GW501516 produced significant changes in HDL cholesterol, LDL cholesterol, apoA1, and apoB. Fewer very LDL and larger LDL support a transition toward less atherogenic lipoprotein profiles. These data are consistent with peroxisome proliferator-activated receptor-δ being a potentially important target for providing cardiovascular protection in metabolic syndrome-like patients.
PMID: 22814748 [PubMed - indexed for MEDLINE]
Post from Evolutionary.org
Combating the cardiovascular side effects of trenbolone with GW-501516
As many of you know, Trenbolone is one of, if not THE strongest steroid that is available today. The drastic changes that occur with its usage are superman like to say the least. The problem with tren being as strong as it is comes in the form of the many negative side effects that it can produce. The list is long and extreme when it comes to side effects associated with tren usage. Here is list of possible and probably side effects: Increase in prolactin, acne, hair loss, insomnia, excess sweating, night sweats, rapid heart rate, anxiety, loss of libido and erectile disfunction, increase in blood pressure and cholesterol.
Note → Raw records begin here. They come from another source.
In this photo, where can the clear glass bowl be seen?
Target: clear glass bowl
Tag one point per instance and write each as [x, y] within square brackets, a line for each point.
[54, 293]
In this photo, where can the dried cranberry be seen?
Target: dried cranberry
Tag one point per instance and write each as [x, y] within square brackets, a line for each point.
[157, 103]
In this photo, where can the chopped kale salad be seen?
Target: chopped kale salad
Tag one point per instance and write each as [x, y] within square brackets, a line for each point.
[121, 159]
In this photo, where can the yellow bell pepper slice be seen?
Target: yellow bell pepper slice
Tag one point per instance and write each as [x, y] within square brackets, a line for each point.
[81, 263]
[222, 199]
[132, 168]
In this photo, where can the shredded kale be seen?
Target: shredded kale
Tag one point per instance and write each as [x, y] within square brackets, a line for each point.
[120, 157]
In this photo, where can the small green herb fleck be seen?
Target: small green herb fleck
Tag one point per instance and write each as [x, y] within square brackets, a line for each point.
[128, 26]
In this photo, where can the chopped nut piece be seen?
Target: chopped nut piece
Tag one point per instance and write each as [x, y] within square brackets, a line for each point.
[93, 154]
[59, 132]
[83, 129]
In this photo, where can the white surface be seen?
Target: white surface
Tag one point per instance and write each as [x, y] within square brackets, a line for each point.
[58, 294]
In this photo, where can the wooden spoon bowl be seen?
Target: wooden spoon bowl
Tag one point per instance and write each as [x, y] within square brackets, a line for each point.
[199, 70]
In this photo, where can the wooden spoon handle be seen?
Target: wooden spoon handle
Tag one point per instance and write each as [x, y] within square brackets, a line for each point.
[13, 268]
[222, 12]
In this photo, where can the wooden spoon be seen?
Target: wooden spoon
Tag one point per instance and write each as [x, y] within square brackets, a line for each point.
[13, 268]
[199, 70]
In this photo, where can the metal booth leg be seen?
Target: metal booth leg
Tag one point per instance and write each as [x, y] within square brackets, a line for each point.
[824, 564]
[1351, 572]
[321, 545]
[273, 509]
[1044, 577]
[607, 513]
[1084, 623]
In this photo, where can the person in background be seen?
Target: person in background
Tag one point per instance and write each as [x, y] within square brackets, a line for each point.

Another side effect that can deter a lot of people from its use is the horrible effect that it has on cardiovascular performance. Tren can drastically reduce your cardiovascular output and make any type of endurance activity much harder than it should be. Finally, there is an answer to combat this problem. By incorporating GW-510516 (Cardarine) you can counteract the negative cardiovascular effects from tren and allow yourself to perform cardiovascular exercises, both aerobic and anaerobic, as you normally would have. GW-501516 has been banned by the WADA (world anti doping association) because of the drastic advantage it gives athletes competing in endurance events. The amount of endurance it provides is extremely high and it allows you to maximize your efforts in everything that you are doing. By adding GW to your cycle, especially with tren, you will see that you can recover at much more rapid pace and you can go longer and harder with your workouts than you could have ever thought about doing before. Allowing yourself to maximize your cardiovascular output on tren will enhance the already drastic results it provides and allow a user to reach goals and peaks that were not though possible. Beyond the fact that your endurance and stamina will be increased, there are other benefits, especially to go along with tren sides, that GW will provide. GW has shown to increase good cholesterol and decrease bad cholesterol, through multiple studies, between 50-70%. To add to this, GW can have a VERY POSITIVE IMPACT ON BLOOD PRESSURE. By allowing you to increase your endurance in such a drastic way, GW-501516 allows for a major increase in cardiovascular health, allowing for optimal blood pressure and an overall much better state of health as well as sense of well being
The benefits of GW-501516 are very apparent and noteworthy. The fact that there is finally something that can be used safely with tren, and combat the cardiovascular side effects, as well as many others, is nothing short of amazing. This is a protocol that more and more people are beginning to use and will continue to use in the future. The optimal dosing of GW-501516 is 20 mg a day. You can run this up to 12 weeks at this dosage before needing a 4 week rest period. After your rest period, you can start running it again.